Part (a) shows that multiplication by $2^{-r}$ merely shifts the binary point, so it suffices to consider $1/(2q+1)$.

By ordinary binary long division, the remainders modulo $2q+1$ can assume only the values

$$ 0,1,\ldots,2q. $$

Hence some remainder repeats. From that point onward the digit sequence is periodic. By part (b), the expansion of $-1/(2q+1)$ is in fact purely periodic to the left. Multiplying by an integer and by a power of $2$ affects only finitely many digits.

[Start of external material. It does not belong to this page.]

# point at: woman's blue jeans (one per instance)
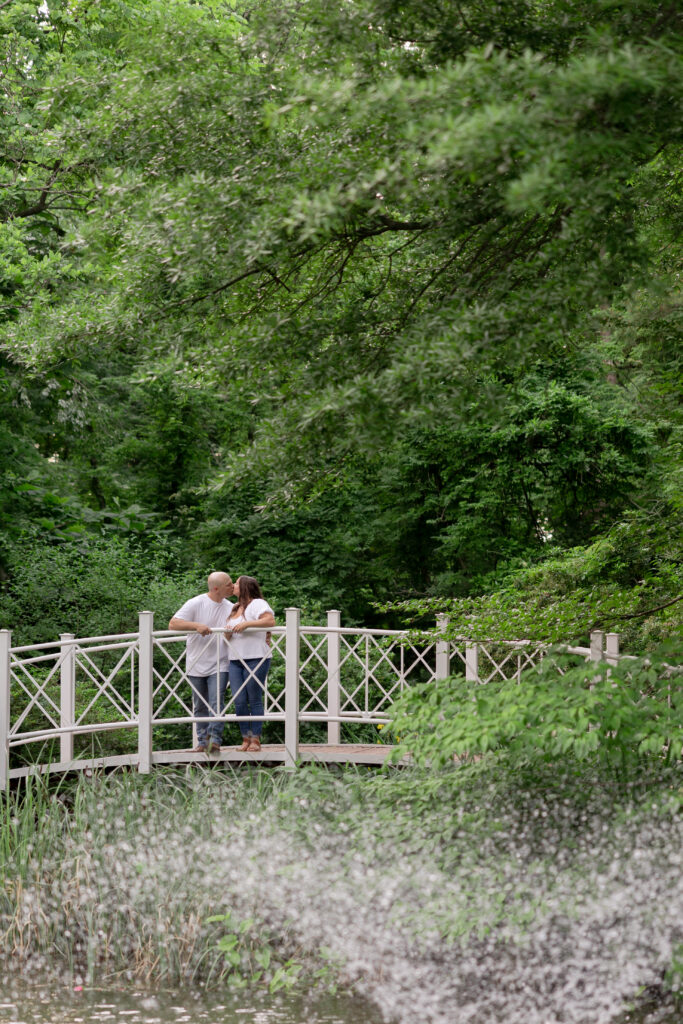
(248, 686)
(208, 694)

Therefore every rational 2-adic number is ultimately periodic.

The two conditions are equivalent.

(d) Existence of $\sqrt n$

Suppose first that

$$ x^2=n $$

for some 2-adic number $x$.

Write

$$ x=2^k y, $$

where $y$ is odd. Then

$$ n=2^{2k}y^2. $$

For odd $y$,

$$ y=2t+1, $$

hence

$$ y^2=4t(t+1)+1. $$

Since one of $t,t+1$ is even,

$$ 4t(t+1)\equiv0\pmod8, $$

therefore

$$ y^2\equiv1\pmod8. $$

Thus

$$ n=2^{2k}m, \qquad m\equiv1\pmod8. $$

Conversely, assume

$$ n=2^{2k}m, \qquad m\equiv1\pmod8. $$

It suffices to find a 2-adic square root of $m$.

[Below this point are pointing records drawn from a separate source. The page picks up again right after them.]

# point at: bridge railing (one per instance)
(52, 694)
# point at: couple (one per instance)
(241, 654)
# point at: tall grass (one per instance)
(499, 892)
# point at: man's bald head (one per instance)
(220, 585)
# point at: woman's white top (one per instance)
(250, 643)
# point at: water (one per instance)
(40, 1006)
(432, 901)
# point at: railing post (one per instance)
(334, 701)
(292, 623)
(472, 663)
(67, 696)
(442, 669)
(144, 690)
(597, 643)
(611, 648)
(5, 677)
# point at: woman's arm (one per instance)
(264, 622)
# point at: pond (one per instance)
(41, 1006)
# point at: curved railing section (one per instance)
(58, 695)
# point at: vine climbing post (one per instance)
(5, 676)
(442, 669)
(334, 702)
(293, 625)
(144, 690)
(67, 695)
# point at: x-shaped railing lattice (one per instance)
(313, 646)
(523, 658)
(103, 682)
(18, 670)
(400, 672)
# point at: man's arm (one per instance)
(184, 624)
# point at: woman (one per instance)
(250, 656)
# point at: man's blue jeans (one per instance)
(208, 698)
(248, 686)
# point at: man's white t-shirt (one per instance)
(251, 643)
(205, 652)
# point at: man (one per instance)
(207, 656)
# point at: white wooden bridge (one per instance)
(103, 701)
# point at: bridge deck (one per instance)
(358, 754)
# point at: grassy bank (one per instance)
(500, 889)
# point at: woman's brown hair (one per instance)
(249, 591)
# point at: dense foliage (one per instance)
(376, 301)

We construct odd integers $x_r$ satisfying

$$ x_r^2\equiv m\pmod{2^r}, \qquad r\ge3. $$

Because $m\equiv1\pmod8$, the choice $x_3=1$ works modulo $8$.

Assume

$$ x_r^2\equiv m\pmod{2^r}. $$

Write

$$ x_{r+1}=x_r+\varepsilon 2^{r-1}, \qquad \varepsilon\in{0,1}. $$

Then

$$ x_{r+1}^2 \equiv x_r^2+\varepsilon 2^r x_r \pmod{2^{r+1}}. $$

Since $x_r$ is odd, the term $2^r x_r$ is congruent to $2^r$ modulo $2^{r+1}$. Hence exactly one choice of $\varepsilon$ makes

$$ x_{r+1}^2\equiv m\pmod{2^{r+1}}. $$

The sequence $(x_r)$ determines a 2-adic integer $x$ with

$$ x^2=m. $$

Therefore

$$ (2^k x)^2=n. $$

Hence

$$ \sqrt n $$

exists in the 2-adic field exactly when

$$ n=2^{2k}m, \qquad m\equiv1\pmod8. $$

Since

$$ n\equiv2^{2k}\pmod{2^{2k+3}}, $$

this condition is equivalent to the statement in the exercise.

This completes the proof.

∎

Verification

For part (a), the inverse of an odd 2-adic integer is obtained uniquely by solving successively modulo $2,4,8,\ldots$.

For part (b), the identity

$$ (1-2^\lambda)(1+2^\lambda+2^{2\lambda}+\cdots)=1 $$

is valid in the 2-adic field and converts a repeating left-infinite block into a rational number.

For part (c), eventual periodicity yields a geometric series and therefore a rational value; rational numbers yield only finitely many possible remainders in binary division, forcing periodicity.

For part (d), every 2-adic square has even 2-adic valuation and odd part congruent to $1$ modulo $8$; conversely, the lifting construction produces solutions modulo $2^r$ for all $r$, hence a 2-adic square root.

Notes

Part (d) is the special case $p=2$ of Hensel's theory of $p$-adic square roots. The condition

$$ n=2^{2k}m,\qquad m\equiv1\pmod8, $$

is the complete characterization of integers that are squares in the 2-adic field.